Blue Jays open to finding value with incentive-based deals

Barry Davis and Shi Davidi talk to Jays GM Tony LaCava about trade and free agent groundwork and the starting pitching on last day of GM meetings.

BOCA RATON, Fla. – The Toronto Blue Jays have rarely issued incentive-based contracts in recent years, but they’re increasingly open to the possibility under new president Mark Shapiro.

“We’re going to keep all our options open,” interim general manager Tony LaCava said Thursday. “Under Mark the thought is there aren’t any absolutes and we’d try to look at each guy case by case.”

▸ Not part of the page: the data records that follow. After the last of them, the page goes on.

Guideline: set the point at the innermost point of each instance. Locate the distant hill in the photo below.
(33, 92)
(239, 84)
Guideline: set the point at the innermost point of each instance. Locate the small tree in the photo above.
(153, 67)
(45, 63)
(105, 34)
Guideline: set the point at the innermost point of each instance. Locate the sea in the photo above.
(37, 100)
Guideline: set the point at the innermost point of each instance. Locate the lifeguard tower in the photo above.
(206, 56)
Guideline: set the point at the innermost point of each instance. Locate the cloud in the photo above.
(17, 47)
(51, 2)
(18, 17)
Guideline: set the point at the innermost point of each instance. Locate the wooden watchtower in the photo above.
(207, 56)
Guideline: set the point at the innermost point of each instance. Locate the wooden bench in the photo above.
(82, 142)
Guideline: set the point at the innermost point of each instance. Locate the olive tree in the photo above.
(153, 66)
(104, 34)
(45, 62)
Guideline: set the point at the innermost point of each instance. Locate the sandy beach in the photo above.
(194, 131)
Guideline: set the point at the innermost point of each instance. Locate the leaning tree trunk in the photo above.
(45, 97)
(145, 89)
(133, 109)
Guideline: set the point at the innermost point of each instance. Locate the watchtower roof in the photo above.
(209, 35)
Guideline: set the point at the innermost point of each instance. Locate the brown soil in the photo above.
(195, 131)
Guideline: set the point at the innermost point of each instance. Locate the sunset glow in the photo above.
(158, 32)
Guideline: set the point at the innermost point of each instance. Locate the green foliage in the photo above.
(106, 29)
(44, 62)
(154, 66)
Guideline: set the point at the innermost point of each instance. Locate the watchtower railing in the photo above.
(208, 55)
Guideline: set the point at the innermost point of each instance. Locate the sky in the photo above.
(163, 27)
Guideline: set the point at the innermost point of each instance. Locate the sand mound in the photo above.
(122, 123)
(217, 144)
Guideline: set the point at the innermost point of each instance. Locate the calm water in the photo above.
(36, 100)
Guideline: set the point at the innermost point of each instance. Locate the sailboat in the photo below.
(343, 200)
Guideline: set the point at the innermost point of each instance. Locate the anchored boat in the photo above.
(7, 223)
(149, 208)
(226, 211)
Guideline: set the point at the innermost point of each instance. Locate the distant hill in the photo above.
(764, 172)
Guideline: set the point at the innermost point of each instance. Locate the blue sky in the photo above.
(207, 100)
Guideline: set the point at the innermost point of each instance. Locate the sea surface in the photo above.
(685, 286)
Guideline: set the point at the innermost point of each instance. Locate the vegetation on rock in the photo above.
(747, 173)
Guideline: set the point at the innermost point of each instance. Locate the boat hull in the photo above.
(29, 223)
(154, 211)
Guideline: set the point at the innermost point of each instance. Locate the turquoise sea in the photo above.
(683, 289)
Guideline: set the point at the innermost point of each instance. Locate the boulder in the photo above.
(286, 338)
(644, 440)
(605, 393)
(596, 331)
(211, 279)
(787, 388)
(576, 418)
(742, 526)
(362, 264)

So what kind of player might merit an incentive-laden deal?

“Certain guys that maybe are coming off of injuries and it’s tough to place a value on them, you might want to consider doing something like that,” LaCava said.

Former GM Alex Anthopoulos typically avoided incentive-laden deals until he signed left-hander Johan Santana to a contract with performance bonuses last spring. Santana was coming off consecutive injury-plagued seasons at the time, so giving him a guaranteed contract would’ve been a risk. At the same time, it’s considerably easier to obtain pitchers with real upside if you’re willing to talk incentives.

That’s not to say the Blue Jays are necessarily seeking that kind of deal, only that the possibility exists. At this stage, the Blue Jays remain in conversation with Marco Estrada’s agent in the hopes of bringing the right-hander back. They’ve also made contact with the representatives for a wide range of free agents and laid groundwork for a variety of trade possibilities.

Clearly, minor-league deals won’t be enough to replenish a Blue Jays rotation that could lose David Price, Mark Buehrle and Estrada to free agency. The Blue Jays are seeking two starters, maybe three.

If and when they do start looking at minor-league deals, they’ll be able to lean on Shapiro’s expertise. In recent years, the Cleveland Indians’ front office made up for misses such as Shaun Marcum and Daisuke Matsuzaka with successes such as Scott Kazmir, who thrived in Cleveland’s rotation in 2013 one year after pitching independent ball.

Should the Blue Jays look closely at candidates for incentive-laden deals, the following names could be considerations:

Rich Hill – Hill has hit free agency eight times in the last six years, but he hasn’t been this intriguing an option for a while. The left-hander posted a 1.55 ERA with 36 strikeouts in four starts for the Red Sox down the stretch.

Mat Latos – If Latos looks to rebuild value on a one-year deal, he could re-emerge as a top free agent starter a year from now. Teams are already showing interest in the right-hander, who doesn’t turn 28 until next month.

Joe Blanton – Blanton dominated in relief, posting a 2.04 ERA with 62 strikeouts and 12 walks in 57.1 innings. As Nick Ashbourne noted, that success makes him an intriguing buy-low candidate.

Trevor Cahill – Cahill’s another former Athletics starter who thrived in relief last year. The 27-year old posted a 2.12 ERA with 22 strikeouts in 17 innings for the Chicago Cubs.

It’s all just speculation for now, but at the very least those names illustrate that the possibilities are out there. The next step is the truly hard part: figuring out which players have the best chance of making good on those incentives.